The various parents and chaperones in the back glanced around and cleared their throats and they knew better than to subject themselves to the scornful criticism of children.
“I’ll do it!”
Judy, on the other hand, did not.
“Gonna tell them about the time you hung out with a friendly ghost, Carrots?”
“Pfft,” Judy rolled her eyes at Nick and bounced up from her seat on the floor. “I think I can tell when an audience needs something edgier, Nick.”
With a playful smirk, Nick snorted at her.
“What? You don’t think I’m up for it? Too ‘cute’ for you?”
“Not at all, Jude,” Nick shrugged, “Your mom showed me all your grade-school plays, remember? It’s just that without a ketchup bottle to do your little blood shtick I don’t think you can cut the mustard with this crowd.”
“Hah. Relish it while you can, pickle boy, because this bunny has a few more stories from back home that’ll make your fur crawl.”
Judy then proudly skipped her way to the front of the room, accepted the flashlight from the scoutmaster and turned it on herself. The shadow she projected onto the screen stretched out the silhouette of her angel costume and long ears, twisting them into the gnarled visage of a winged demon with pointy horns.

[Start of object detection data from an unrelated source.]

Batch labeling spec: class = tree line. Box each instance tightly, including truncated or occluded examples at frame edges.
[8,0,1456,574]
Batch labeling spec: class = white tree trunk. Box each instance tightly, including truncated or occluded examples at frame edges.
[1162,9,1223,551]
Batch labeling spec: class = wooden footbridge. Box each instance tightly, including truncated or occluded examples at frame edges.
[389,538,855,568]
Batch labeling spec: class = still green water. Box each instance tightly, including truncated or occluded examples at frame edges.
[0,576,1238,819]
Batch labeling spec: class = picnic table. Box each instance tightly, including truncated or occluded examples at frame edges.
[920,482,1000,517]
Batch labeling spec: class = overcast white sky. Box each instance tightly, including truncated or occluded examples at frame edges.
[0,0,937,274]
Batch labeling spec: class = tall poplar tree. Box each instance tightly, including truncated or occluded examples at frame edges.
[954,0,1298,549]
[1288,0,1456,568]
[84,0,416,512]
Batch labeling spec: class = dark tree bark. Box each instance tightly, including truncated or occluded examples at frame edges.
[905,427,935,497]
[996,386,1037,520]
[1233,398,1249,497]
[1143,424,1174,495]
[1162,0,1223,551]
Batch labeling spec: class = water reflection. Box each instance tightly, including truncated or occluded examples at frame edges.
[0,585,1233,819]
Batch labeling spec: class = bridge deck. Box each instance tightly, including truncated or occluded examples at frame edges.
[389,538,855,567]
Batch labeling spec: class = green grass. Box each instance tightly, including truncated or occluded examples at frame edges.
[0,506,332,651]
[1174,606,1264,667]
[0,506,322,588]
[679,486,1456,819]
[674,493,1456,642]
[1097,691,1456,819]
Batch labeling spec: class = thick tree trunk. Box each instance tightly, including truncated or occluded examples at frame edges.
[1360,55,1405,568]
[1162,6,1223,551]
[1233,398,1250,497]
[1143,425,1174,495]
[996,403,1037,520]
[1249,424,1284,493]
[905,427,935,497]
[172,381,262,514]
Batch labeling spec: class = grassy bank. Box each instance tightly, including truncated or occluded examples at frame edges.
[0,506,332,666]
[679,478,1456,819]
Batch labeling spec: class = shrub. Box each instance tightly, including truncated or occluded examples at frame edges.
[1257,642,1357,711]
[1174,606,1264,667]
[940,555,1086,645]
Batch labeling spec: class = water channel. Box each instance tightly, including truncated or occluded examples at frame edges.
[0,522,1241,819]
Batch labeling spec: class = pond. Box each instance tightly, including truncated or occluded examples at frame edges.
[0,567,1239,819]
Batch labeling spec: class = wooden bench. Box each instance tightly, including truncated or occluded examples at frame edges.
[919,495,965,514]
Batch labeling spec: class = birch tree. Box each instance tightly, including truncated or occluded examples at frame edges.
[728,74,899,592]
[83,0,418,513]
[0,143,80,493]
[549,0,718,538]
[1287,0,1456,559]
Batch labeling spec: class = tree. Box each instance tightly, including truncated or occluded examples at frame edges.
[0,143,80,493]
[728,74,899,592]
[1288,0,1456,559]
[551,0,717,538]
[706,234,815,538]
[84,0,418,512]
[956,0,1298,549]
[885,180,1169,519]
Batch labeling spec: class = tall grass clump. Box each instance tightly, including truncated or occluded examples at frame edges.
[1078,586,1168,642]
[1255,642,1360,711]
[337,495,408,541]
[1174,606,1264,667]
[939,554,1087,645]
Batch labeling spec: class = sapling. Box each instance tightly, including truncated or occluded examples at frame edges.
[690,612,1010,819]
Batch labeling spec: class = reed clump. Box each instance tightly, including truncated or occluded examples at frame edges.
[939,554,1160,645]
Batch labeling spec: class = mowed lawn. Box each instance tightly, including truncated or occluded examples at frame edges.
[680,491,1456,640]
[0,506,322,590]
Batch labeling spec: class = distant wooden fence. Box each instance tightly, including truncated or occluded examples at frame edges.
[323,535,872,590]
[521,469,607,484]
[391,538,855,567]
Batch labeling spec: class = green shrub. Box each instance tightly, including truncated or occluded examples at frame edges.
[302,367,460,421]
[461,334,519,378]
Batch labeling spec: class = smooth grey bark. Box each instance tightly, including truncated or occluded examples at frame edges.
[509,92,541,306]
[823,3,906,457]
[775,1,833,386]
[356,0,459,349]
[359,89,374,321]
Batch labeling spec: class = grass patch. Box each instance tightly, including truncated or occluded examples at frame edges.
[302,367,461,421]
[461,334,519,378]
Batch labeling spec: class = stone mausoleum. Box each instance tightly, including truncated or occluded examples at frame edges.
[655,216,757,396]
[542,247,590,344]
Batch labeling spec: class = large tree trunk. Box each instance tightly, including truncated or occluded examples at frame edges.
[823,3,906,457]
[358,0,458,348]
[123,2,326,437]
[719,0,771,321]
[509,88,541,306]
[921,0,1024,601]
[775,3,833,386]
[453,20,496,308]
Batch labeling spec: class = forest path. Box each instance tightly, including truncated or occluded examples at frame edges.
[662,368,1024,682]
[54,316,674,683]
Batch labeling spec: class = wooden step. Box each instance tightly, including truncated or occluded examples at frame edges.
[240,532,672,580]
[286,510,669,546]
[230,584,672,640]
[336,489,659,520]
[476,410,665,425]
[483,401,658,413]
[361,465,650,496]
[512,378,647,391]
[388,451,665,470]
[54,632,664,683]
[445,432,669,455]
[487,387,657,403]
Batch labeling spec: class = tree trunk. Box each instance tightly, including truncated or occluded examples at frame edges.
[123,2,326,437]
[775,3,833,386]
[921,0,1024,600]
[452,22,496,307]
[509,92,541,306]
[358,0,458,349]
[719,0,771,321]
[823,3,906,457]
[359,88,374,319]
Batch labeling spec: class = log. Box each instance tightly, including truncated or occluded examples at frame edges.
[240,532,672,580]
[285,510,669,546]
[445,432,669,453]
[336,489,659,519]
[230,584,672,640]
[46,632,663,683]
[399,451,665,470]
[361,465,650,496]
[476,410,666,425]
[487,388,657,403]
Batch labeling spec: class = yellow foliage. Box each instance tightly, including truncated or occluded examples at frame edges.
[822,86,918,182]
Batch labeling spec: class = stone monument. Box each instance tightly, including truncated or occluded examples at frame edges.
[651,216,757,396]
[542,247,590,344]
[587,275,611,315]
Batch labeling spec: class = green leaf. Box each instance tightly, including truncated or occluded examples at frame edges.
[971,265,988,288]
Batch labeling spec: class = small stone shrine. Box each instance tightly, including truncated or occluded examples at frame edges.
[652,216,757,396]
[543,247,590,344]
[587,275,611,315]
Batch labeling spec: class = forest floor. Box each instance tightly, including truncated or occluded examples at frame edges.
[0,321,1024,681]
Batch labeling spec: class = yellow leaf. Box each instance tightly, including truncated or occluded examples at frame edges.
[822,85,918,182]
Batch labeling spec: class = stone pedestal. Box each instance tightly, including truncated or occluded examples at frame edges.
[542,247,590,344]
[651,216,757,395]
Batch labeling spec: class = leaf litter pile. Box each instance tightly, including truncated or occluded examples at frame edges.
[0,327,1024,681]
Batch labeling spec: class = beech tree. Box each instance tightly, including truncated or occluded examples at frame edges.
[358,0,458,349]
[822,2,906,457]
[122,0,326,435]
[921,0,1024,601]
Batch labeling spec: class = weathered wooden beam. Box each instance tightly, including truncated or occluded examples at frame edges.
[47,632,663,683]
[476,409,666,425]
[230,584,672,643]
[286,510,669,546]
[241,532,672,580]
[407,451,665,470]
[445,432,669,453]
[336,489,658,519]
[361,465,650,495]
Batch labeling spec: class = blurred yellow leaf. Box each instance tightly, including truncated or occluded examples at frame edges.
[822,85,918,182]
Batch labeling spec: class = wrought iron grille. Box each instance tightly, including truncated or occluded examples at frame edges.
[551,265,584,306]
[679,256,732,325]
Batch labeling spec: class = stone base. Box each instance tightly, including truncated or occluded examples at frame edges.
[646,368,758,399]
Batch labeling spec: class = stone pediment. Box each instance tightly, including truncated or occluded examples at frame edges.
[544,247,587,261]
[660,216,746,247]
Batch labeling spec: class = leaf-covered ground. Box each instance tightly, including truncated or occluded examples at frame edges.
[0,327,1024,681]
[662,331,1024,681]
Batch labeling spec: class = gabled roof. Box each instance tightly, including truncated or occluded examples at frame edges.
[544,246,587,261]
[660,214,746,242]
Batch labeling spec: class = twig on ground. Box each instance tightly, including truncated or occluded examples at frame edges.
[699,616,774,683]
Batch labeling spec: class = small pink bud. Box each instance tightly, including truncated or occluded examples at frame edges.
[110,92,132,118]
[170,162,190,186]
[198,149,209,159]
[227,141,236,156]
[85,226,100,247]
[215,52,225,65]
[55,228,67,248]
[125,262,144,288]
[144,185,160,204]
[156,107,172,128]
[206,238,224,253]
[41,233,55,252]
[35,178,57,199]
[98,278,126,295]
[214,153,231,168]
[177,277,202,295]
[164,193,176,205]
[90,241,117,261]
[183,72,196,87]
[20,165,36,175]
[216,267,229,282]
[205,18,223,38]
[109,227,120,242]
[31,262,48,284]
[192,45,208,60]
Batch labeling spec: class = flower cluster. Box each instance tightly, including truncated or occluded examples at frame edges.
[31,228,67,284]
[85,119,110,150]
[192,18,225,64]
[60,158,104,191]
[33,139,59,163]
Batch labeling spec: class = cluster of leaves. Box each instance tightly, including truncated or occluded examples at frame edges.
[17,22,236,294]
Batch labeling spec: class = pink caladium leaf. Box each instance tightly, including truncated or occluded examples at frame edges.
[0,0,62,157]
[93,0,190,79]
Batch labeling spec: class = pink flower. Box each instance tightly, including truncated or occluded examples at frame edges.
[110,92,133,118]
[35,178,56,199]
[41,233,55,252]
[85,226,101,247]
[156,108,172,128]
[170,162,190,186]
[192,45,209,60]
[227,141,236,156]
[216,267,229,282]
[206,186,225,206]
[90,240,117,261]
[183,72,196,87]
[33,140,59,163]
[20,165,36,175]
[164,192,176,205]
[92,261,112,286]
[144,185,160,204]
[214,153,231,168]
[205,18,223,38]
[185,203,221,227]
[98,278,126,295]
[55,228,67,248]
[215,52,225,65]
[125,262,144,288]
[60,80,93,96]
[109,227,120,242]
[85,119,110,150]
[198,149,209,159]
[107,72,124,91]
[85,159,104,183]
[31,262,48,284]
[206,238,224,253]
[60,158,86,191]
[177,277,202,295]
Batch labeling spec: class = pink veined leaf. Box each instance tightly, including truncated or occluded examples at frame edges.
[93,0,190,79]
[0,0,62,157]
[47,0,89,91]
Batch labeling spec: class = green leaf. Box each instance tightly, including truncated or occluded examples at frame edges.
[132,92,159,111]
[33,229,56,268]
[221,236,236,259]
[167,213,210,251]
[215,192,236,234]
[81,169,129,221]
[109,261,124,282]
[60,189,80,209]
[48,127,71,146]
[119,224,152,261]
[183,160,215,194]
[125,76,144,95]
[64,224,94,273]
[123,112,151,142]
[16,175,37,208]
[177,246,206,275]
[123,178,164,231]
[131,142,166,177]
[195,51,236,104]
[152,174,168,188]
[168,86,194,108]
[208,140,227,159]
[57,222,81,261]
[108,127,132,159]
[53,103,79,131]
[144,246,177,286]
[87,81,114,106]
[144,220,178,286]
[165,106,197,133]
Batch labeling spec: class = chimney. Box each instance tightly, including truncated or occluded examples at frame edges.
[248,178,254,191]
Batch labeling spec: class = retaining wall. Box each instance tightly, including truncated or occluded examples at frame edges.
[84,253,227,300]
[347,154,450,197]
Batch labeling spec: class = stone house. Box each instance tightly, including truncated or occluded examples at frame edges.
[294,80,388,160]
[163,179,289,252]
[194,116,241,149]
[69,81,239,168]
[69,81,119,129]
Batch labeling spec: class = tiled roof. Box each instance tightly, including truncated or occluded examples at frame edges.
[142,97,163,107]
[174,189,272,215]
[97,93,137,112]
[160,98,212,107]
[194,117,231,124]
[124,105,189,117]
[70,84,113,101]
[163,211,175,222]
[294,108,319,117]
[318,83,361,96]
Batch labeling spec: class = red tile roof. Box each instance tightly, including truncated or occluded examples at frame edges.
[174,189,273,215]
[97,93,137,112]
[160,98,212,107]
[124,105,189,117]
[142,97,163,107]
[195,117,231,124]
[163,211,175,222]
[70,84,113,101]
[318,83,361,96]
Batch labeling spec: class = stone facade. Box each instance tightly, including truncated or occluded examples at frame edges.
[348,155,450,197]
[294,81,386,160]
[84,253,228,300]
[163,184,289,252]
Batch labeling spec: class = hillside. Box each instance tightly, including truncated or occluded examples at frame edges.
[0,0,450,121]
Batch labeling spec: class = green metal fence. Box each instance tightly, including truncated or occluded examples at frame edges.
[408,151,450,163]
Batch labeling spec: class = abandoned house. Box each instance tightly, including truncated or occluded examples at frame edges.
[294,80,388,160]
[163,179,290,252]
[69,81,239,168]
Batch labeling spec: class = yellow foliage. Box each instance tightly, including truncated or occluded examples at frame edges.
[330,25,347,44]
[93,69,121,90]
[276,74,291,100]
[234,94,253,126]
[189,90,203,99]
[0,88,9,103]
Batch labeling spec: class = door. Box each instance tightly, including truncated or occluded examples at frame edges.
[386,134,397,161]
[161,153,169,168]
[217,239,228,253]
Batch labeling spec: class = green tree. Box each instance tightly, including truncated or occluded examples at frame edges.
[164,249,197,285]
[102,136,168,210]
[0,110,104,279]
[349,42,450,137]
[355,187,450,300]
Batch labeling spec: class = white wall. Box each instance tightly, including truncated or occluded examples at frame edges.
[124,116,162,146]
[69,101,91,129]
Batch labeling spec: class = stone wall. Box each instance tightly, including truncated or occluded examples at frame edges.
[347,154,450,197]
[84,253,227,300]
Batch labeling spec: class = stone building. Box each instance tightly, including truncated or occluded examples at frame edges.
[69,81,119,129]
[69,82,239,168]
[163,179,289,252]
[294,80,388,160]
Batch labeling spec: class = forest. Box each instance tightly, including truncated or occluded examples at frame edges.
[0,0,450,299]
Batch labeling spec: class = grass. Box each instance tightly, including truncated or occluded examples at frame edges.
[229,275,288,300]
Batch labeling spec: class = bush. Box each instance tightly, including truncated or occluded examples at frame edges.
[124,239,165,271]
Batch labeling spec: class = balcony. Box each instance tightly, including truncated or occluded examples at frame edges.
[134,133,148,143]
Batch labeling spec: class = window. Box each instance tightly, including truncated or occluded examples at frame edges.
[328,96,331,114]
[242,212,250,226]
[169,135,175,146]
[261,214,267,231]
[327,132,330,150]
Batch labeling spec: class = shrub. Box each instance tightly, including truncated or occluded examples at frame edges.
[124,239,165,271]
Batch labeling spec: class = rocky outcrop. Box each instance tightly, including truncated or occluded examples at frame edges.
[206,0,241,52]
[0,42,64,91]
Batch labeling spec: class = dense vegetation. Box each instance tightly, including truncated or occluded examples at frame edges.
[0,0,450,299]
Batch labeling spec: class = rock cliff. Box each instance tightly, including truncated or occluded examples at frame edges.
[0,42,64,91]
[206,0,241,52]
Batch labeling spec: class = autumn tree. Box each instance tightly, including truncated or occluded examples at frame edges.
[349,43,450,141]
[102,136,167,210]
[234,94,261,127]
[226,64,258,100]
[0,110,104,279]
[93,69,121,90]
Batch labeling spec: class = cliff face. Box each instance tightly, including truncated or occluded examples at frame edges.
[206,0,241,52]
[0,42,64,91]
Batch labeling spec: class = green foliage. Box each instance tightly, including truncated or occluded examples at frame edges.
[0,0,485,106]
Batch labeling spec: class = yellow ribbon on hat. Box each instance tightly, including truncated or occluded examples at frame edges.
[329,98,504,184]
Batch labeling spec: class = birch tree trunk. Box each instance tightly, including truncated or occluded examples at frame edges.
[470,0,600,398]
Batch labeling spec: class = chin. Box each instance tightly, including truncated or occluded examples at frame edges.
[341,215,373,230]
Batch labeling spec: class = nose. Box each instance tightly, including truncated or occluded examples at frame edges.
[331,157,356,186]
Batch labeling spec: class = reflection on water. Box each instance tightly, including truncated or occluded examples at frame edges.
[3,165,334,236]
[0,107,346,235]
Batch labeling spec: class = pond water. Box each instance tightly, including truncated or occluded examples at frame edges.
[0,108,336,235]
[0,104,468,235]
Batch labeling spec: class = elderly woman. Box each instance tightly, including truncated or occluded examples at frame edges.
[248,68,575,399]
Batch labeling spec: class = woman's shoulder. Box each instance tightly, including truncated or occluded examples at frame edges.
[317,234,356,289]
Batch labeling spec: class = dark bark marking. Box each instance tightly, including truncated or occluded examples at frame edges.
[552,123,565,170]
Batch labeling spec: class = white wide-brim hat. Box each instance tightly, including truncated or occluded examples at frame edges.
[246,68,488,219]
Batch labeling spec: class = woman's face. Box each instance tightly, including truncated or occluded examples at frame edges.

“Out in the country, you hear a lot of strange tales,” she said to the roomful of children in a somber voice. “Some of them are so strange that you can never tell if they’re true. And sometimes you can only hope that they’re not.”
Judy paused to draw out the same effect of anticipation that the scoutmaster employed at the start of his story, but it only undercut the mood she was setting as the light gleamed off of her lopsided incisors while she gleefully grinned at the room.
“This is one of those tales, which I like to call The Family Farm.”
As far as rabbits go in Bunnyburrow, Mr. Mills was one of the most unsuccessful farmers in the bunch.
He had inherited the farm from his father, as the land had been passed down from generation to generation. But while the past patriarchs of the Mills brood had each been pretty accomplished with the art of the plough, he could barely grow a patch of carrots that didn’t look like anything other than a pawful of sickly toothpicks.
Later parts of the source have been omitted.